Friday, September 18, 2009

Detroit

If you close your eyes and picture a city what would you see?
Movement and diversity - of people, cars, trucks, trains, and buses
Dichotomy of affluence and privilege against abject poverty
Flashing lights of billboards and traffic signals
Skyscrapers? Businesses? Restaurant rows
More people
What would you hear?
Voices on top of voices
A myriad of languages and dialects
The quick steps of busy people
Engines revving? Honking horns
More voices

Cities around the world are filled with all of these sights and sounds and so much more. After all, it is the movement, mobility, construction, and masses which define cities…or is it? Webster defines a city as ‘an inhabited place of greater size, population, or importance than a town or village’.

Where does such a definition leave the city of Detroit - a city which has been deemed dying, abandoned, shrinking, lost, segregated, and hopeless? Detroit certainly matches Webster’s definition in regards to size as the land area spans 6,657 square miles. Jerry Herron, a key note speaker for IHP Cities in the 21st Century Program, said of this complex city “Detroit's the city everybody likes to look at as a place that's dangerous, abandoned and economically no longer viable.
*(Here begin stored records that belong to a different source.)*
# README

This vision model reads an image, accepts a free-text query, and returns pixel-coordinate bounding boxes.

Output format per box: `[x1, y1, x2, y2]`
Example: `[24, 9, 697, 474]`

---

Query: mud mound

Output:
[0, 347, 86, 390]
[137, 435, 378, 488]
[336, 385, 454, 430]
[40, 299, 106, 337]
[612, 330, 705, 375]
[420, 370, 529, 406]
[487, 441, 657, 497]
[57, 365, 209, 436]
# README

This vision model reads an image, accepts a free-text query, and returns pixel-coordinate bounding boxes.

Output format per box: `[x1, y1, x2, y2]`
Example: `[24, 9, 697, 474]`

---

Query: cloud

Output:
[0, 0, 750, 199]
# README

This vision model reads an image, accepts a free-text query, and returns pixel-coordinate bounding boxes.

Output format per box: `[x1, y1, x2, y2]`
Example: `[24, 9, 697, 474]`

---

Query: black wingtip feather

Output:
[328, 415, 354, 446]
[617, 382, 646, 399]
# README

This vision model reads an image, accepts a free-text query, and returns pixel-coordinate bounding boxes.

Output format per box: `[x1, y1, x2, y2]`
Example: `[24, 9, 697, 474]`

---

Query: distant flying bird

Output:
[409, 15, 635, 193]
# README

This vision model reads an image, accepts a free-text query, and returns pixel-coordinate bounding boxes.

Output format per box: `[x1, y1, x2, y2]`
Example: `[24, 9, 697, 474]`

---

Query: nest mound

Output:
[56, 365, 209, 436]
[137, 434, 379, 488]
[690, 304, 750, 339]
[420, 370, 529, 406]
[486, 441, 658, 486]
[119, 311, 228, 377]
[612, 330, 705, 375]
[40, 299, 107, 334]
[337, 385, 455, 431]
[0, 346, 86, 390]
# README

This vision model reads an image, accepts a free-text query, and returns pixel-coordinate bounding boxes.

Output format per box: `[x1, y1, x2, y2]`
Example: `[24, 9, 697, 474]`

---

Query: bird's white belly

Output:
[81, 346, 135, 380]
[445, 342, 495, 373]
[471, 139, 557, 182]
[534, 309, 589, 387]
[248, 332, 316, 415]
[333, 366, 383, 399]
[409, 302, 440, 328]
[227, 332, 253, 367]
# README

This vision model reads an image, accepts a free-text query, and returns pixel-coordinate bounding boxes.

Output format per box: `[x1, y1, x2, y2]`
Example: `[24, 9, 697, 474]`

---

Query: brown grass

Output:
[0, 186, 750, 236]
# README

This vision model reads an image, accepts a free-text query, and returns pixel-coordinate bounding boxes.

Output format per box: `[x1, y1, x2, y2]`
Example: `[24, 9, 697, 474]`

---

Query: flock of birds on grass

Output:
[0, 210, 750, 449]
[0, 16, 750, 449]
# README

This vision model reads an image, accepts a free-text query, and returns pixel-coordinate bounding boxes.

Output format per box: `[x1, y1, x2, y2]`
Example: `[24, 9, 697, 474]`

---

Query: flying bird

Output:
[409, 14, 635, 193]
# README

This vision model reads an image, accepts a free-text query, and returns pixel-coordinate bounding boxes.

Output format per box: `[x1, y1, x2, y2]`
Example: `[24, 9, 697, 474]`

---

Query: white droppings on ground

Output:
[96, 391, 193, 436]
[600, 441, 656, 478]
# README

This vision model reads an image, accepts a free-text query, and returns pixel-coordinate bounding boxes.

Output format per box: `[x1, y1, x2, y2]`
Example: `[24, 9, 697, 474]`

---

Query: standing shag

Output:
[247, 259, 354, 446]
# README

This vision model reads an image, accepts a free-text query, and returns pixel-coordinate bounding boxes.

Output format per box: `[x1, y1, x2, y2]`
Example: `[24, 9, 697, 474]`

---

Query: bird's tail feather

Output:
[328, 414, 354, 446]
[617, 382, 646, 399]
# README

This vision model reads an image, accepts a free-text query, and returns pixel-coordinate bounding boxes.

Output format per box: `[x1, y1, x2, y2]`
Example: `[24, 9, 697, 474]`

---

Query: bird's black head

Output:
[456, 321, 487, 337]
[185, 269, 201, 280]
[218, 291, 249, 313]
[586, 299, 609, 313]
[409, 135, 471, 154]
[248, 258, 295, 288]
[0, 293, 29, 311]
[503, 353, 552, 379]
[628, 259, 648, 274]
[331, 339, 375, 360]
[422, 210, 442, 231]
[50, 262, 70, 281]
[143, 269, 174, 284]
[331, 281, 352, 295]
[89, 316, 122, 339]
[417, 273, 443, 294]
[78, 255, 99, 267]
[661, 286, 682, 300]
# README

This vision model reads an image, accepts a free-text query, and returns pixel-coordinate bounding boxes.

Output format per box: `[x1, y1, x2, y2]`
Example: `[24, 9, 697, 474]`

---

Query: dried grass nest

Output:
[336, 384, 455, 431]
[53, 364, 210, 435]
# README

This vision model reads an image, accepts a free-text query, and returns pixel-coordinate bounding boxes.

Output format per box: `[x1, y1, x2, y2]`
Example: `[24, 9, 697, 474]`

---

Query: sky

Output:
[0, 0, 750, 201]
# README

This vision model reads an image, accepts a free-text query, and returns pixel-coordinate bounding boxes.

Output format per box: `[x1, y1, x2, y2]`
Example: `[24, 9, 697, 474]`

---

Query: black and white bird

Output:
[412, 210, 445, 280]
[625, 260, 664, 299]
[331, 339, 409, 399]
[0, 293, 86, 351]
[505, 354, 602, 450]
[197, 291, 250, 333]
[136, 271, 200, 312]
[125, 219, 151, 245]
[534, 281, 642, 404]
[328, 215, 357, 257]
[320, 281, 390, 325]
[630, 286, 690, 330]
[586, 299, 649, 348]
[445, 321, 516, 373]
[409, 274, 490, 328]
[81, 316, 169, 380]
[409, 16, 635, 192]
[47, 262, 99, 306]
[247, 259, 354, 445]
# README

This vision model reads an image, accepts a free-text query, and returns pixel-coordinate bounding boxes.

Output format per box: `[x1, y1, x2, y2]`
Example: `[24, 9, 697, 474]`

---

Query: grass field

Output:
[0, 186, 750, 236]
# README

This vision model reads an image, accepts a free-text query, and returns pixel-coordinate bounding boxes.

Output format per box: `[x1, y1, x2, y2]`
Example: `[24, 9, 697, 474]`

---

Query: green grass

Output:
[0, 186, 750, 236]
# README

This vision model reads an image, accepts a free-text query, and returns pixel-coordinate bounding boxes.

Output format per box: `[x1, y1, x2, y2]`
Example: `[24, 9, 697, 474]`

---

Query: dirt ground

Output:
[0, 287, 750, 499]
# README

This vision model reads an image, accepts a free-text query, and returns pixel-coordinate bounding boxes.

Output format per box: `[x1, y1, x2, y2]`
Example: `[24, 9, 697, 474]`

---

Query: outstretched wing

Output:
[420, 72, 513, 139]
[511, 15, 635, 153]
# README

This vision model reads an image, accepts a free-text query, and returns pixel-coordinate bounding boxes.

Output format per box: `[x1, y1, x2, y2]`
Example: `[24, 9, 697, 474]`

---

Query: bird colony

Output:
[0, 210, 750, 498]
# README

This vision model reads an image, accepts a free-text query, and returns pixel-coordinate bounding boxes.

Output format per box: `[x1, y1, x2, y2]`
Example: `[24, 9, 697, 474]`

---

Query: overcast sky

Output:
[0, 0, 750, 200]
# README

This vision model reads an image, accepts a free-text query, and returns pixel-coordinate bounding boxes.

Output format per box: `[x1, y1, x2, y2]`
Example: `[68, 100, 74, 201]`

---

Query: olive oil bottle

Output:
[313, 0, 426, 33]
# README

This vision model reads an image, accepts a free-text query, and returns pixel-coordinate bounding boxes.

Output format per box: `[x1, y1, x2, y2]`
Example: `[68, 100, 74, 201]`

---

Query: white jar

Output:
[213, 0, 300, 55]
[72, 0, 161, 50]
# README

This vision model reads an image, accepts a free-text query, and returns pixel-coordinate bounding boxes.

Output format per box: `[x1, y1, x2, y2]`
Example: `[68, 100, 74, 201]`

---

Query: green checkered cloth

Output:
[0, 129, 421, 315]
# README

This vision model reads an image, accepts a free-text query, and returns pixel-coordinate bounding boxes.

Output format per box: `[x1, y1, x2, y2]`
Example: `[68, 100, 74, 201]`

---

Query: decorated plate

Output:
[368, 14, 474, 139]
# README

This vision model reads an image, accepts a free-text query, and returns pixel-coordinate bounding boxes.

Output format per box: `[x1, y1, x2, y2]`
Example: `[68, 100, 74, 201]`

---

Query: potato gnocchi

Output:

It's the most famous failed city in the United States.”

Detroit is a city which exploded its population by 170% in just a 20 year span (1910-1930). By the mid 1950’s auto production surged through the city’s pulse. Business was booming and Ford’s $5 a day guaranteed salary had secured thousands of jobs. Soon after this peak in the late 50’s foreign and domestic competition grew and auto companies began merging with one another or closing completely. By 1958 nearly a forth of the entire city's work force was unemployed. The wrecking ball strike to the auto industry caused Detroit’s population to decrease at an astronomical rate and over one million people abandoned the city. Meanwhile the suburbs surrounding Detroit continued to increase at a steady pace.

Needless to say, a city which once had the highest rate of home ownership in the United Stated and now leads the nation in its highest foreclosure rates makes for an ideal city to kick off IHP’s Fall 2009 Cities in the 21st Century Program!

Students have entered Detroit not arrogantly presuming solutions and quick fixes but rather humbly and inquisitively absorbing the myriad of the city’s issues from various vantage points. Transportation, taxing, poverty, foreclosure, welfare, racism, abandonment, crime, and willowing pride and hope for Detroit are in part issues which students have been introduced to. Observing city life students have been astonished by the amount of unused space, empty streets, and segregation between suburbia and the downtown area.

In the midst of great complexity there are people who remain steadfast and committed to the wellbeing of Detroit. Students interacted with key people from Ford Motor Company, local housing, transportation, and urban planning organizations. The city was explored by bus, bike, feet, and even public transport (which most locals claim is nonexistent). Hundreds of people are moving to the city in order to connect with local organizations in efforts to restore economic, educational, and political justice and hope. Alas there is hope, despite vehement opposition and cynicism, in redeeming this dynamic city – a city that in actuality possesses more brazenly the reality which exists in much of America.

“Americans don't like poverty. Americans don't like things old. Americans don't like urban violence. We have all the problems everyone else has that people like to pretend exist only in Detroit.” Jerry Herron

So we go forward from Detroit taking new understanding of what makes a city a city, how issues stem deeper than what may appear on the surface, and the complexity of solutions and stakeholders wanting change for the good of individual, institution, city and/or society. We move forward gaining greater insight into our home cities. We move forward from this shrinking city of under a million to Delhi, India. We move forward as a group of learners, explorers, students, and teachers. We move forward.